International Journal of Computer Applications |
Foundation of Computer Science (FCS), NY, USA |
Volume 184 - Number 36 |
Year of Publication: 2022 |
Authors: Vikrant Verma, Padmavati Shrivastava, Dhananjay Sahu |
10.5120/ijca2022922462 |
Vikrant Verma, Padmavati Shrivastava, Dhananjay Sahu . Churn Prediction using Various Machine Learning Algorithms in Telecom Sector. International Journal of Computer Applications. 184, 36 ( Nov 2022), 39-45. DOI=10.5120/ijca2022922462
The world around us is growing at a very fast rate as a result of this rapid expansion of digital systems and related information technologies, there is a growing trend in the global economy to develop digital CRM systems. One of the pro competitors in this field is the telecommunications sector, where companies are increasingly digitalized. Telecom companies emphasize better and improved CRM’s and one of main problem Telecom companies face is Customer churning. Customer churning is the discontinuation of services by customer side.
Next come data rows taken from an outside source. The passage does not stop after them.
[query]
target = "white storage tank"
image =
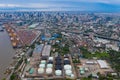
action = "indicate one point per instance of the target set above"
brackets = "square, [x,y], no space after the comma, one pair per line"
[68,72]
[43,61]
[42,65]
[67,67]
[40,70]
[58,72]
[66,58]
[50,58]
[48,70]
[49,65]
[72,75]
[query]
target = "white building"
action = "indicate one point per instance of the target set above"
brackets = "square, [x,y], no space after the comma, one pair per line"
[102,64]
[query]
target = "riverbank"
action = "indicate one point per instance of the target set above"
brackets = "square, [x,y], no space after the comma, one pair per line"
[6,53]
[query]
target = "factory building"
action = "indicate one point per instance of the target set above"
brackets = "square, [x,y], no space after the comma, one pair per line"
[46,50]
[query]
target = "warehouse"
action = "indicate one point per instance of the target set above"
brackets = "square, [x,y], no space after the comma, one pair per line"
[46,50]
[38,49]
[102,64]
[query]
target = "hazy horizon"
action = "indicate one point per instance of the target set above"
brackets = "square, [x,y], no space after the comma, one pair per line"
[62,5]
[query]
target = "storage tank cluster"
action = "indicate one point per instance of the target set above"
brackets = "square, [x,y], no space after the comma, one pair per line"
[45,66]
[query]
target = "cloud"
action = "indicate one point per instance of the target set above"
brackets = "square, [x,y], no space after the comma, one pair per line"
[9,5]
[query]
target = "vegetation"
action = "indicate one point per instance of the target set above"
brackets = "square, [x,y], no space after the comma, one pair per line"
[13,76]
[85,78]
[114,59]
[99,55]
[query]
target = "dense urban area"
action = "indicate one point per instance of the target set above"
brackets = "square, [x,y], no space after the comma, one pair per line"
[63,45]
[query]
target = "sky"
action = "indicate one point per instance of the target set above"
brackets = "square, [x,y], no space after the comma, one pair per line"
[81,5]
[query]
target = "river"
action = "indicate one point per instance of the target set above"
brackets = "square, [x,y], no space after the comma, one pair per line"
[6,53]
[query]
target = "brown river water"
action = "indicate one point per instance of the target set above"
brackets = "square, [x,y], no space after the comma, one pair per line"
[6,52]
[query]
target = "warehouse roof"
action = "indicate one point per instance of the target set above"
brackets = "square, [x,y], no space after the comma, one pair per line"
[102,64]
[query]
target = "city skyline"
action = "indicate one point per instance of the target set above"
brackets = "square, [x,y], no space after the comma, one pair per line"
[61,5]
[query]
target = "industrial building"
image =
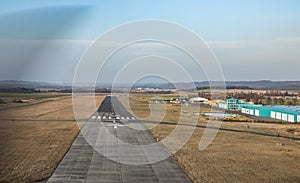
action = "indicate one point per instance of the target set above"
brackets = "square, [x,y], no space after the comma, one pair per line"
[234,104]
[284,113]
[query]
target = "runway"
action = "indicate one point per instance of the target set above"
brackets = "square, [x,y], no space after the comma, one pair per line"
[114,147]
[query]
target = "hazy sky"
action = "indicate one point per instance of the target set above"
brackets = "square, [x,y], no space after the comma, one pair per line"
[253,40]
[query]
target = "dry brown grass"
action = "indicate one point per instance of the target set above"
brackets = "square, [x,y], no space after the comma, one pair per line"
[233,156]
[34,139]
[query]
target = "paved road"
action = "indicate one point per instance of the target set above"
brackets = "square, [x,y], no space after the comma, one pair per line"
[116,160]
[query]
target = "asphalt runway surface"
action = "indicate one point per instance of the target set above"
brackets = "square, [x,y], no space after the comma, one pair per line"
[114,147]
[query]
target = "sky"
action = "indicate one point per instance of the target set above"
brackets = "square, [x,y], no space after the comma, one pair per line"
[252,40]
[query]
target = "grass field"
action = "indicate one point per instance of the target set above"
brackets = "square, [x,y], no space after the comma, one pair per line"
[35,96]
[233,156]
[34,138]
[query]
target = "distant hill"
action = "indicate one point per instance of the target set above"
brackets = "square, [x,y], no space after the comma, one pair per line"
[30,84]
[263,84]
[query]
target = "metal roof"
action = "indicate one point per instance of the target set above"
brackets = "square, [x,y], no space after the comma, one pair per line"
[278,108]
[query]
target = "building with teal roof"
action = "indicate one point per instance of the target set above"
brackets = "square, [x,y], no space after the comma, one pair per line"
[283,113]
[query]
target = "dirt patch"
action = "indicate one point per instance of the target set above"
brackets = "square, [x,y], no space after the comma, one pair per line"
[34,139]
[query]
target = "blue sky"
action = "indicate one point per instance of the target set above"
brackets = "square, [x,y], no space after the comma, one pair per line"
[253,40]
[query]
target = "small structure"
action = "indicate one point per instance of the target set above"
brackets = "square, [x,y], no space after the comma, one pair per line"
[234,104]
[178,100]
[198,100]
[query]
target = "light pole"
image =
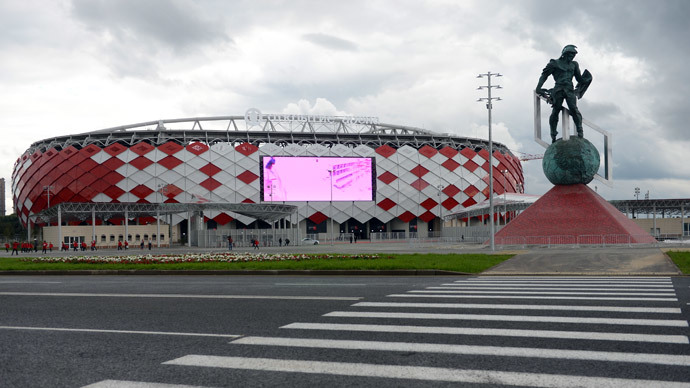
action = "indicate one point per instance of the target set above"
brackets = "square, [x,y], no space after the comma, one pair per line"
[440,211]
[505,203]
[330,172]
[489,100]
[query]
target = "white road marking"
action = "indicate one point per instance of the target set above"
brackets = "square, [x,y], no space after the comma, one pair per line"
[564,288]
[27,282]
[417,372]
[529,297]
[136,384]
[574,335]
[322,284]
[622,309]
[117,331]
[546,293]
[190,296]
[642,279]
[502,351]
[514,318]
[558,285]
This happens very commonly in telecom sectors like in India people switch from Idea to Jio then from Jio to Airtel, Customer gets service from whoever gives better offer. Due to this, service providers have recognized the significance of retaining current customers. Therefore, providers are compelled to exert additional effort in predicting and preventing churn. Hence From existing churn customers data, business analysts and Customer Relationship Management (CRM) analysts must determine the reasons for churning customers and their behavioural patterns. This study conducts a real-world investigation of customer churn prediction and proposes the use of different classification algorithms and feature selection to create a customer churn prediction model. In this study the researchers have used a fictional dataset which contains real life features on the basis of which customer might churn. They performed an analysis on the WA_Fn-UseC_-Telco-Customer-Churn dataset, which is a telecom customer churn dataset that is available on Kaggle. The purpose of this research was to identify patterns concerning the factors that lead to customer churn. This dataset contains features like Customer ID, gender, tenure, PhoneService, InternetService, PaymentMethod, MonthlyCharges, TotalChargesetc and Churn (Whether the customer churned or not (Yes or No)).